High education officials in Trinidad are to meet with the leaders of a sometimes radical Hindu organization, teachers and the umbrella teaching service commission this week in a bid to temper a simmering row over allegations that the Hindu school is refusing to teach non-Hindu students and fires teachers who ignore orders to enroll students, particularly those of African origin.
The row involving the Maha Sabha organization, the parent-teachers association, the service commission and dismissed teachers who are angry has already been discussed both in the island’s 41-seat parliament, at cabinet meetings and on Trinidad’s extremely vibrant talk-radio and television scenes.
At the center of the issue are accusations of racist behavior at the Tunapuna Hindu School, with some current and past teachers alleging that they have been badgered by top officials in the Hindu community for not ”upholding proper Hindu principles” by enrolling children of different ethnic and religious origins.
Trinidad and Tobago prime minister Kamla Persad-Bissessar was forced to jump into the issue last week, as well as Education Minister Tim Gopesingh as the issue simmered and as the Maha Sabha and the Teaching Service Commission traded public barbs that were not helped by allegations from teachers that they were actually fired for letting in children of other faiths.
Opposition legislator Patricia McIntosh produced a document from the Teaching Service Commission in the House last week baring instructions from the Sabha that Afro children should not be accepted.
Race is forever near to the surface of all aspects of life in Trinidad, the most southerly of the Caribbean island chain and in neighboring Guyana, where Indians were brought in by the British Trans Atlantic system to replace freed Black slaves from sugar and other plantations. Academics say that better treatment meted out by the British to the Indians after emancipation led to the start of low level hostility between the two main groups that continue to this day and are exacerbated by which political party runs the country at any particular time and how it manages such relations during its term in office.
The governing multiparty People’s Partnership is led by the Indo-dominated United National Congress (UNC) of Persad-Bissessar who says it will be “totally unacceptable and will not be tolerated,” if the allegations are found to be true by an official probe.
Several cabinet ministers and opposition figures have jumped on the issue in recent days. Legal Affairs Minister Prakash Ramadhar has urged for flaring tempers to be lowered in the interest of the nation, saying the island of 1.3 million can hardly afford to destroy itself via this route.
“We believe that this nation is far too small to be divided along any lines, whether geographical, whether economic, social and certainly along racial lines.
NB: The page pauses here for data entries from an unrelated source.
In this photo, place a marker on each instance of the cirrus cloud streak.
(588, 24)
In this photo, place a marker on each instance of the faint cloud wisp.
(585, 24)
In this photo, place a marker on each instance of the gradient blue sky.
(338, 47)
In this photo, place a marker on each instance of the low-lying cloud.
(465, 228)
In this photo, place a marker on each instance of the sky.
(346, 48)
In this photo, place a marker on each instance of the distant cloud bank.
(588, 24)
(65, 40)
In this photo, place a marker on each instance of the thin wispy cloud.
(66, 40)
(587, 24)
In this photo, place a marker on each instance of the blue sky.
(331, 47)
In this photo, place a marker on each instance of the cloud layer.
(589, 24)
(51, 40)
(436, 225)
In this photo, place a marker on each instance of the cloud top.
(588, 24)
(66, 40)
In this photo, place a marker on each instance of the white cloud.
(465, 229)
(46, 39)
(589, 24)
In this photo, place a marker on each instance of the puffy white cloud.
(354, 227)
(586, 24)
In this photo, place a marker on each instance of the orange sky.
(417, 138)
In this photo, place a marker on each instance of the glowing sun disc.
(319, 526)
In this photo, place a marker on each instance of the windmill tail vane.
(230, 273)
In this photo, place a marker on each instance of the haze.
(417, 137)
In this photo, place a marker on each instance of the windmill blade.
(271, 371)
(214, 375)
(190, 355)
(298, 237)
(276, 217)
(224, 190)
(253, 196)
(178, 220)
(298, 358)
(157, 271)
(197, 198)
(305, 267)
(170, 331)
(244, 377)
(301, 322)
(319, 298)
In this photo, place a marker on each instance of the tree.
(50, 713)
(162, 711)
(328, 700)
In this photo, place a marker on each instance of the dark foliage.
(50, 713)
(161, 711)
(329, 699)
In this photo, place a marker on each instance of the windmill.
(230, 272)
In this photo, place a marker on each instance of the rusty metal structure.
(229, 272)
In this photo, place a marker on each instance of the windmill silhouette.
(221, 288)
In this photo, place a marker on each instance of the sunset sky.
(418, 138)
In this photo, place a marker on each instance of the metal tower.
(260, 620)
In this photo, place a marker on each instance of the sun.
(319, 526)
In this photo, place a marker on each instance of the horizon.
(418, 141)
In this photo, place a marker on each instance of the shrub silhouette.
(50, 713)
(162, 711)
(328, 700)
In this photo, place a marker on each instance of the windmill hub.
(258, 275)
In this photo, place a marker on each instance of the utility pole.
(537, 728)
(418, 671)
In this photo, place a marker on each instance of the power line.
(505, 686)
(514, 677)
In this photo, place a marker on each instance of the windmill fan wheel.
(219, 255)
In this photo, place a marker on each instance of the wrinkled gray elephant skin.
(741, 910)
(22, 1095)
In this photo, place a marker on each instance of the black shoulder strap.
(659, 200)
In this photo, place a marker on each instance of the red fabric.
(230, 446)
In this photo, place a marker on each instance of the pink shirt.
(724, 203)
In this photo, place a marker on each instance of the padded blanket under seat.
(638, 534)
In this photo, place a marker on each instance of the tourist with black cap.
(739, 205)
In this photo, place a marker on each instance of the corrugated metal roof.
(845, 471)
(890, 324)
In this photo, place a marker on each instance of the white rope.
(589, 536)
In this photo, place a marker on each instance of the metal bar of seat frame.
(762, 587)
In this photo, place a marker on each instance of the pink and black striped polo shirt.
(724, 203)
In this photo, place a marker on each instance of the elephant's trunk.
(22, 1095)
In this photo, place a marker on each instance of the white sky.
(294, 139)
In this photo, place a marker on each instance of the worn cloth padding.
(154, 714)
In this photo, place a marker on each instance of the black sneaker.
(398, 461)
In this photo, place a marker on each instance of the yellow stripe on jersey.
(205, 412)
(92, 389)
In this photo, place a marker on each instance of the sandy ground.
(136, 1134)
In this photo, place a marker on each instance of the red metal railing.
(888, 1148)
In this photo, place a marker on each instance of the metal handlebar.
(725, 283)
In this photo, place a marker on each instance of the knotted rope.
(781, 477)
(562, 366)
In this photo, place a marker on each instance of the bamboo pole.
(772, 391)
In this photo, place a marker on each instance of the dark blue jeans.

But there are agents of mischief in our society who will take things out of context, who will use race to divide our people to gain some mileage or some advantage without appreciating that in a very small nation like ours that race, when that is used as a weapon, that no one wins,” he said.
Trinidad, along with sister twin island, Tobago, supplies much of the natural gas needs of Eastern American Seaboard states and has very close relations with the U.S.
It is just seven miles from South America’s coastline with Venezuela and is forced to spend millions to secure its borders from drug traffickers and drug smugglers.
The findings of the investigation are expected to be made known in the coming days.